A number of victims and their families have come forward to speak out against the Labour leader, branding him unfit to head the country due to his past associations with the IRA.

They include the family of Trooper Simon Tipper, who grew up in Dudley and was murdered in the Hyde Park bomb at the age of 19.

His brother Mark Tipper said: "I miss our kid as though it were yesterday. He was a good boy.

"He always wanted to be a soldier.

"We’re patriotic. Our veins run red, white and blue."

Trooper Simon Tipper was killed by the IRA in the Hyde Park bombings in 1982.
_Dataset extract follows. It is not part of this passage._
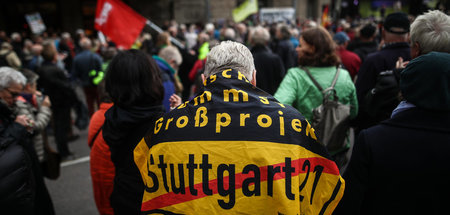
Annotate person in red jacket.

Asked if he would vote Labour with Mr Corbyn as leader, he said: "No, not now. I couldn’t. You can’t trust the man. Corbyn and McDonnell are not fit to run our country."

He described their attitude towards the IRA as "utterly disgusting", and asked of Mr Corbyn: "You tell me when he’s backed a soldier.

"I have never known him stick up for this country. It hurts to think this man could run this country."

The victims and their families were interviewed by former Labour MP Ian Austin, who stood down in Dudley North and urged people to vote Tory in a bid to stop Mr Corbyn from entering Number 10.

Mr Austin is among 15 former Labour MPs who have signed a full-page advert due to appear in a number of local newspapers across Labour’s heartlands today urging voters not to back Mr Corbyn.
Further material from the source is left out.